“ . . . they are full of invention, fire, good taste, and new effects, and seem the production, not of a sublime genius who has written so much and so well already, but of one of highly-cultivated talents, who had expended none of his fire before.”
— Charles Burney in a letter to Haydn regarding Op. 76
Haydn's string quartet legacy comprises 68 works written over the span of nearly fifty years and includes at least twenty-five unequivocal masterpieces. They were generally published in groups of six (or three) of which there are several landmark sets, each with its own personality, ingenuity and style. Each set tends to reflect a particular phase of Haydn's ever-creative quartet thinking and, rather miraculously, forms a complete universe in itself, so rich and varied are the musical treasures within. If one were forced to pick the so-called "desert island" opus, the likely candidate might be Op. 76, the last complete set of quartets Haydn wrote between 1796 and 1797 when he was 65 years old. They were published in 1800, the very year a young Beethoven finished his own first set. At the time, Haydn was essentially retired from service to the Esterhazy family, "world" famous after his two fabulously successful tours to England, materially well-off and still in full command of his art. The quartets of Op. 76 were composed for high caliber ensemble in public performance before a sizeable, rapt audience. These were big extroverted works of great virtuosity commissioned by a nobleman connoisseur for a handsome sum. They represent an unequivocal and dazzling peak in Haydn's career as well as a touchstone for all future quartet composers.
The fifth quartet in D Major begins with a surprise: rather than a dramatic introduction or a terse theme pregnant with a motive ripe for development, Haydn begins with moderately-paced lyrical “song” in a text-book two-part form initially sounding more like a slow movement placed first. Extremely unusual for Haydn’s string quartets, this one begins not with a “sonata-allegro” first movement but what turns out to be a loose and fanciful theme and variations.
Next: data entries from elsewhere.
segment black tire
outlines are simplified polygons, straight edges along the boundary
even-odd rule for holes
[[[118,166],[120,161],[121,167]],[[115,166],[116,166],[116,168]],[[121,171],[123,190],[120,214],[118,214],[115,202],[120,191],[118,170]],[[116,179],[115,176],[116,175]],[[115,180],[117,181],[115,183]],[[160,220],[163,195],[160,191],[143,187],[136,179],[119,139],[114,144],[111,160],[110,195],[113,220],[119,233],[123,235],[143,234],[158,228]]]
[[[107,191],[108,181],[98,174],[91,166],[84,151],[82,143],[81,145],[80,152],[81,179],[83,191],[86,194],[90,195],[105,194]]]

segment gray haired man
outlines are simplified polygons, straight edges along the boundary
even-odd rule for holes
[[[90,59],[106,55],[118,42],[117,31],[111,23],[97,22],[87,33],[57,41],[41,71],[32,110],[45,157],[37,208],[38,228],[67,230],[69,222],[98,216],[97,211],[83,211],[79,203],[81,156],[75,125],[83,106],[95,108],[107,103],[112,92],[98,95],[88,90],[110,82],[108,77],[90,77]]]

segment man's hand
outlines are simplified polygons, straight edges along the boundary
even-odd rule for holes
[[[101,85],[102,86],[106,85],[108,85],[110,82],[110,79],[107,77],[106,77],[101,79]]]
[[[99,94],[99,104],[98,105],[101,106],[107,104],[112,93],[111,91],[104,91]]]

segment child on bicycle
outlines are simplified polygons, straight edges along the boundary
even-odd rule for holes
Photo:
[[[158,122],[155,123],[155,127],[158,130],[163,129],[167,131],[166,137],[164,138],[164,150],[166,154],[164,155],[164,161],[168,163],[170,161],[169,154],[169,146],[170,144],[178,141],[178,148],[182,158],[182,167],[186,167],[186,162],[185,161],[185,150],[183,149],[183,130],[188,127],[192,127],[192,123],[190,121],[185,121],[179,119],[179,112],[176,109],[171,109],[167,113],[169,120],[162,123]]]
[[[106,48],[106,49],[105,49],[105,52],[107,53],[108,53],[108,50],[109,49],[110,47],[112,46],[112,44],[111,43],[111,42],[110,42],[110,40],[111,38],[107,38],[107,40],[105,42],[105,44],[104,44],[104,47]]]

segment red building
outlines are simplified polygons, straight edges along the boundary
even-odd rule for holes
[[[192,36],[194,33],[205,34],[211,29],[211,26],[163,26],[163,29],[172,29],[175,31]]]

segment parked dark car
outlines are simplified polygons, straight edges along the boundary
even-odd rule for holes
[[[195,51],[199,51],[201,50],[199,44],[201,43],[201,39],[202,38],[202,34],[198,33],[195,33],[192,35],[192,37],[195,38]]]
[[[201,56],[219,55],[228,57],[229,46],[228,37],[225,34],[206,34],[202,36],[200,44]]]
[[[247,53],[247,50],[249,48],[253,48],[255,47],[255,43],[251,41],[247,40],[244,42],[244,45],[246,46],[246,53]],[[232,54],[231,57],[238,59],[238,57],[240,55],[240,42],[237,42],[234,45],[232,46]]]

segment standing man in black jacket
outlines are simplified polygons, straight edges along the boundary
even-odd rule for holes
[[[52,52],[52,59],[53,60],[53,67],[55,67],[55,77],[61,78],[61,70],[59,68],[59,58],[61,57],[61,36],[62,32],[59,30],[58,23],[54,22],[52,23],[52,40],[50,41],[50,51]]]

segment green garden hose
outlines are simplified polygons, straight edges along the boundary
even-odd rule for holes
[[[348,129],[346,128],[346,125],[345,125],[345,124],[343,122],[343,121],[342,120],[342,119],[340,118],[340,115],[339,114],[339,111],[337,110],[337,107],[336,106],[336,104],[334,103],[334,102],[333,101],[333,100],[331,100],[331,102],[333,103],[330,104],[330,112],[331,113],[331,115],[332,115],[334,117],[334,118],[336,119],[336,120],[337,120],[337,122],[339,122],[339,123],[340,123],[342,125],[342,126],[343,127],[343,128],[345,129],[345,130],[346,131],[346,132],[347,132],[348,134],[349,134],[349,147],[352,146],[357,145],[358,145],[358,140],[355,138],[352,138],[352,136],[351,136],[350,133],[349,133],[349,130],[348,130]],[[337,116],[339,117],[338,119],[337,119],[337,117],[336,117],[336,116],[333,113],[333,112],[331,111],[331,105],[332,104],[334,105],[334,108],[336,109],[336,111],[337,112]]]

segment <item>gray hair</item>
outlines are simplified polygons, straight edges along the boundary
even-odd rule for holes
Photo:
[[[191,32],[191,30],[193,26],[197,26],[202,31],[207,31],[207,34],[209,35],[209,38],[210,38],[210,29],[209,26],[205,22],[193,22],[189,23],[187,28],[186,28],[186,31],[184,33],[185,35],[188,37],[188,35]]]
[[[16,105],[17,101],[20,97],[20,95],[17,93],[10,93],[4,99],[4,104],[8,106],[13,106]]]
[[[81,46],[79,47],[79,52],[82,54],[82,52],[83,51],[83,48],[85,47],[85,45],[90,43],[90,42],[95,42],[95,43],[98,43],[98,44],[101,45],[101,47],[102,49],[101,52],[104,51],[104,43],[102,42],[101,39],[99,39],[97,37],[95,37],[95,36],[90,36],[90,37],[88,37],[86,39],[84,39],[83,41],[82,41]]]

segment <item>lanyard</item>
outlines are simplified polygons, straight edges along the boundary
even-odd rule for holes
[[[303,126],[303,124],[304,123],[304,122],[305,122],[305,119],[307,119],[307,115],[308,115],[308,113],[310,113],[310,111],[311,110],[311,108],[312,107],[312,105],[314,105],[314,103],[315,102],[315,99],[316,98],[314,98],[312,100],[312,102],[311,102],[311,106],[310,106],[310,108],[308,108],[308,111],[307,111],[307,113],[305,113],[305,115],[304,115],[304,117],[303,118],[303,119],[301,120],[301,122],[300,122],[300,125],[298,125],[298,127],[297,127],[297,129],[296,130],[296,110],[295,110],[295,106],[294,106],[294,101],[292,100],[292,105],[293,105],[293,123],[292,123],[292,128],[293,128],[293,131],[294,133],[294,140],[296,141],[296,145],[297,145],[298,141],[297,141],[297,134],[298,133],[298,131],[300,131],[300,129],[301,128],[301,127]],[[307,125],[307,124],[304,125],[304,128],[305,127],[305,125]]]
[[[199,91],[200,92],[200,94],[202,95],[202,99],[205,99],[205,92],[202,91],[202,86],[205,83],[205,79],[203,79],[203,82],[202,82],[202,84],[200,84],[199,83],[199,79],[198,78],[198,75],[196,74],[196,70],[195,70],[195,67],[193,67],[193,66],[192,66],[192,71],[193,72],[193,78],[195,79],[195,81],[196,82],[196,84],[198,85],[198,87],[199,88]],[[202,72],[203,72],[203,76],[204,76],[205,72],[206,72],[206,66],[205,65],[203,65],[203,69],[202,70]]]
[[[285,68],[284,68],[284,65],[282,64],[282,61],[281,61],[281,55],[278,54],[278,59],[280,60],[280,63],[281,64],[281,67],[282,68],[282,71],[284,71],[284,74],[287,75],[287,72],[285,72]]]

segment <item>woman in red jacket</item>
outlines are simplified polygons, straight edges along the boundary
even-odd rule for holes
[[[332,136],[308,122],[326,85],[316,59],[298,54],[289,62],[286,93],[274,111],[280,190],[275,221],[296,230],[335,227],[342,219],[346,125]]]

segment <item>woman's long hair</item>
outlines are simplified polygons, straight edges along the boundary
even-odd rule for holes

The little song becomes the vehicle for some of the finest quartet writing to date with elegant polyphony, classical panache and a kind of accelerating energy finishing in a scintillating froth like champagne, an exemplar of the high Viennese style.
Dedicated to that patron that commissioned Op. 76, Hungarian nobleman Count Joseph Georg von Erdődy, the quartets are sometimes known as Haydn’s “Erdődy” quartets and most of the individual quartets themselves have nicknames (e.g. “Fifths”, “Sunrise”, “Emperor”). This quartet is associated with the nickname “Largo” after the particularly affective slow movement. Placed second following the well-established standard essentially after Haydn’s own examples, it amply lives up to the tempo and character directions in its title “Largo. Cantabile e mesto.” What might initially seem like a contradiction, “singing and melancholy” is perfectly and poignantly reflected in music that sings heartfelt and hymn-like in a major key but then darkens into a minor key by turns of phrase in a musical chiaroscuro. “Simple” yet profound, it is surely one of Haydn’s greatest creations and it follows that the quartet’s nickname would highlight this movement.
A short third-movement minuet and trio follows. The minuet marked as allegro with the qualifier “not too much” seems consistent with the first two movements in sustaining a kind of elegant gentility, perhaps yet another meaning to the nickname “Largo”, but as the slow movement darkens from cantabile to mesto, so the minuet gives way to a slightly sinister trio featuring a rumbling wave in the cello and a surprisingly complex texture made from a diversity of independent figurations. The “da capo” return dispels the shadows again. Any sense of moderation, “Largo”, or genteel restraint is immediately obliterated by the hightailed hijinks of the finale, a relatively brief but action packed romp that is a unique and freewheeling design somewhere between a condensed sonata and a rondo. A crisp two-chord cadential flourish repeatedly seems to shout “charge” as the violin and cello take off in a dashing call and response racing up and down scales, around cadences and leaping with surprising modulations in a breathless chase that even mimics hunting horns. As he proved over and over again, Haydn knew how to write an ending.